La tele

chemiserose

Estoy segura de que fue a propósito, él no hubiera cometido ese error jamás. Su rutina era perfecta, practicada doscientas cincuenta veces sin equivocaciones y tres veces con ligeros descuidos. A menudo creo que no era más que un exhibicionista y que por eso se mató frente a millones de personas. Sí, frente a millones, aunque tal vez la única mirada que le importó fue la de Natalia, la  mujer que meses antes lo había abandonado con el pretexto de no interferir con su riguroso entrenamiento.

Estaba segura de que  él habría podido ser feliz sin tocarla porque no era un obseso del sexo como ella pensaba o  como ella,  más bien, lo deseaba. Lo dejó porque se sabía incapaz de estar tanto tiempo sin hacer el amor. No pretendía lastimarlo, pero desde los quince años estaba esclavizada al placer y fornicar le era una urgencia todo el tiempo. Ninfómana es una palabra que siempre le ha causado desagrado, pero es la que mejor refiere su conducta sexual.

Nunca me pareció una buena idea que Urías y ella vivieran juntos, no por tener un prejuicio especial contra la ninfomanía o la bisexualidad, sino porque conocía bien al tipo y no era difícil adivinar que una relación de ese calibre no iba a poderla soportar. Tenía una memoria demasiado buena como para lidiar con el amor sin lastimarse.  Además, estaba su ingenuidad. La ingenuidad generalmente es un peligro para el amante que  descubre sin querer violencia en su lujuria o en la lujuria de otro. Eso le pasó a Urías, no tenía la perversión suficiente para presentir siquiera que Natalia no estaba loca por hacerle el amor todo el día y toda la noche, sino simplemente eternamente ansiosa de cualquier encuentro sexual. No advertía que su mujer habría estallado bajo el peso del carnicero exactamente del mismo modo en que se retorcía debajo de su cuerpo.

Por eso  cuando ella se marchó esperó desesperado a que pasara la competencia que, desde luego, era la más importante de su vida. Por fin los juegos olímpicos y él era el favorito  para conseguir el oro en  caballo con razones.  Al principio supuso que Natalia  anhelaba reunirse con él después de realizado el sueño. Qué equivocado estaba: la joven se dedicaba de lleno a  fornicar. Su época de fidelidad había terminado para siempre. Tan feliz era y tan libre que llegó a reprocharse a sí misma haber condenado su cuerpo al precipicio de la monogamia y a las mazmorras del sesenta y nueve, aunque sólo hubiera sido por unos pocos meses.

-Lo siento de verdad- eso pensó cuando  miró a Urías mirándola desde la entrada de un ascensor mientras aceptaba con desenfado el cunnilingus de un  botones regordete.

Él se desmoronó. No pudo comprenderlo, no entendió que lo que ella hacía nada tenía que ver con él. Pensó que actuaba para lastimarlo, que tenía algo en su contra o en contra de la gimnasia por cuya culpa habían tenido que distanciarse. El hecho de que a ella lo único que le importe sea la espuma del orgasmo nunca logró comprenderlo.
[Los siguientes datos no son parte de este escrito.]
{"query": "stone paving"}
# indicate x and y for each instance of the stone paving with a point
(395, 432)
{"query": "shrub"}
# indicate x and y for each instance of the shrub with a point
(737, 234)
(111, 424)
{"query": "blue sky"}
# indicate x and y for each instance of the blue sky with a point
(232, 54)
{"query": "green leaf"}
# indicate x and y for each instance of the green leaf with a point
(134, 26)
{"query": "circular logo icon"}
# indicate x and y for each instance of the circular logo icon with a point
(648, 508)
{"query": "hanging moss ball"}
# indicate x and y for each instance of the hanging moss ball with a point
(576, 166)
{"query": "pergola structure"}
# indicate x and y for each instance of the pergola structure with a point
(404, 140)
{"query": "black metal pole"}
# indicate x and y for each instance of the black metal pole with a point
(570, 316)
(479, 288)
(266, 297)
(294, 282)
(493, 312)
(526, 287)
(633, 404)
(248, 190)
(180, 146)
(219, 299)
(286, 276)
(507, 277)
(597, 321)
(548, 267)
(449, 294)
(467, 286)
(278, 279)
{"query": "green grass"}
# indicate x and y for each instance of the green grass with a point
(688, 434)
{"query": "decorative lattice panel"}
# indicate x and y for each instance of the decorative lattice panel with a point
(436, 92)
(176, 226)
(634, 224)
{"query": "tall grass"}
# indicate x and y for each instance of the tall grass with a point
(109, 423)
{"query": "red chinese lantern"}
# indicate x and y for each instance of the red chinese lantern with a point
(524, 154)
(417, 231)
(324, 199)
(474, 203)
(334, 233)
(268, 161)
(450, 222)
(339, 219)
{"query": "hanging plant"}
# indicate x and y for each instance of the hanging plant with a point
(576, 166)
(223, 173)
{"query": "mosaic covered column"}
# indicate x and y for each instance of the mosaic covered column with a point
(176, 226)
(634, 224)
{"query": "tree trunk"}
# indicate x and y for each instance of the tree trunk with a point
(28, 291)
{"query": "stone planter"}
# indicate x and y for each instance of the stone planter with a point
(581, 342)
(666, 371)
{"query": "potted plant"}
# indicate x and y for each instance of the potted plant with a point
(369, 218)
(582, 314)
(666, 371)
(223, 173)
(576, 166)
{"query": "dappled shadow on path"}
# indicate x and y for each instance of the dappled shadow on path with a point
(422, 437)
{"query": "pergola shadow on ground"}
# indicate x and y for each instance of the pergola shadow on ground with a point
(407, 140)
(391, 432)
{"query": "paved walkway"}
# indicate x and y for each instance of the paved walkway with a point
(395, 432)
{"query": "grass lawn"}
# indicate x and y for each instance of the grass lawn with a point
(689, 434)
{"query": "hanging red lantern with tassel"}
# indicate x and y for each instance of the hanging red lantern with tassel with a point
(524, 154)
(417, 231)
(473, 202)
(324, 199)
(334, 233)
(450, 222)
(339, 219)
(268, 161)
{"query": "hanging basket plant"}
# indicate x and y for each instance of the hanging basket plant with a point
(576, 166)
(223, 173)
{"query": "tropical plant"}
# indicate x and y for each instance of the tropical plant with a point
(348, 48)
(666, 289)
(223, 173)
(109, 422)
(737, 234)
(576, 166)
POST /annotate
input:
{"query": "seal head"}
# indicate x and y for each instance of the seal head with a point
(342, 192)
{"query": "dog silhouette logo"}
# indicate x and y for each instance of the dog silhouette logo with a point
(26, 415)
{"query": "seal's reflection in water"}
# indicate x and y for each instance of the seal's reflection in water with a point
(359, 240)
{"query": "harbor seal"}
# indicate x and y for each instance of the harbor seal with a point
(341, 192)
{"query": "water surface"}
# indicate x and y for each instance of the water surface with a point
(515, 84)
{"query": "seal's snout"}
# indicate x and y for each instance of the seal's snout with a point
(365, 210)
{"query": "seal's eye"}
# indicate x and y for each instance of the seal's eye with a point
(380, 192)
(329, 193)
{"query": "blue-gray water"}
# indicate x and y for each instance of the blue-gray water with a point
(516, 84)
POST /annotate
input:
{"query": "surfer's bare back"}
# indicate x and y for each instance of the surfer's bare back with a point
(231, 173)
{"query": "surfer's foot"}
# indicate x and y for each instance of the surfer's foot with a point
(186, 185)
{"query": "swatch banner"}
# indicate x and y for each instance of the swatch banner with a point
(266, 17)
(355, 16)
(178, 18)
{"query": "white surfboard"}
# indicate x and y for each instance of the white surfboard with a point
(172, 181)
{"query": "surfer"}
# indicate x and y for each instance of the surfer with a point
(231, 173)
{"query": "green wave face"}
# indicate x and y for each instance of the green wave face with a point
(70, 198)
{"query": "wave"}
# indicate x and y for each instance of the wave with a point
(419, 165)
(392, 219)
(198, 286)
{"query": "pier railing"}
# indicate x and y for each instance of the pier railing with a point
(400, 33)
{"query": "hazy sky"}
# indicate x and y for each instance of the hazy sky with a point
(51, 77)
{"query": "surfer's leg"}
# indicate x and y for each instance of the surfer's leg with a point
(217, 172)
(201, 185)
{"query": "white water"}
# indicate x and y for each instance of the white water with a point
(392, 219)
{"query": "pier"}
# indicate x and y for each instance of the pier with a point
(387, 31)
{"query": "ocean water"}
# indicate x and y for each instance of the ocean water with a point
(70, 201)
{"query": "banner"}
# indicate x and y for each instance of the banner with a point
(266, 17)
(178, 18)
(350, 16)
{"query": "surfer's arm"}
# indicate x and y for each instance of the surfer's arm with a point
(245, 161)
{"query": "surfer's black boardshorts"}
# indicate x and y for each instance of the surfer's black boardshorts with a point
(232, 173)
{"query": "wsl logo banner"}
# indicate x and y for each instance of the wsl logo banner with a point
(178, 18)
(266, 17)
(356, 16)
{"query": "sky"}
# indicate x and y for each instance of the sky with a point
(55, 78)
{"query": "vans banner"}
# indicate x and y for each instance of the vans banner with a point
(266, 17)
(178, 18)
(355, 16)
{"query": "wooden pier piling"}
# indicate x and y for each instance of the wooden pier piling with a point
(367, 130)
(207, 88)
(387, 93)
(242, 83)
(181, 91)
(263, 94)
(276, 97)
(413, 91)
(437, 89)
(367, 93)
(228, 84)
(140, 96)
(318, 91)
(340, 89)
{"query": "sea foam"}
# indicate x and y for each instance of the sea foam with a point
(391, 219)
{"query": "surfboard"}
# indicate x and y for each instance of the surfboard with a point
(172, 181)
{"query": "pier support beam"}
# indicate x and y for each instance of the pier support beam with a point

No volvió a verla, se dedicó compulsivamente a practicar su ejercicio en busca, no de la perfección, sino de un cansancio que no apareció jamás. Tuvimos incluso que prohibirle practicar durante las noches e inducirle el sueño con fármacos. Cuando llegamos a Egipto, lucía tranquilo.  Urías tenía seguro el oro y todos los medios electrónicos estaban cubriendo minuto a minuto  la actuación del prodigioso gimnasta.

Durante la competencia final, Natalia y yo descansábamos desnudas en la cama. Ella había llegado a la ciudad un par de horas antes porque, según dijo, amaba a Urías aunque fuera incapaz de controlar sus impulsos.

Fui por ella al aeropuerto, planeábamos ir juntas al estadio para verlo, pero antes decidimos pasar por el hotel a dejar sus maletas. Entramos en la habitación, inhalamos un poco de fucka y el deseo hizo sus estragos. Después, sólo nos quedó encender el televisor.  Vimos a Urías desnucarse como víctima de una torpeza garrafal. Sin meter siquiera las manos, saltó y estrelló la cabeza en un piso alfombrado de color desaire, frente al mundo entero y frente a los negros ojos de Natalia, que no daban crédito a la imagen que les regalaba el cinescopio. Ella lloró. Él estaba muerto. Yo encendí un cigarrillo y apagué la tele.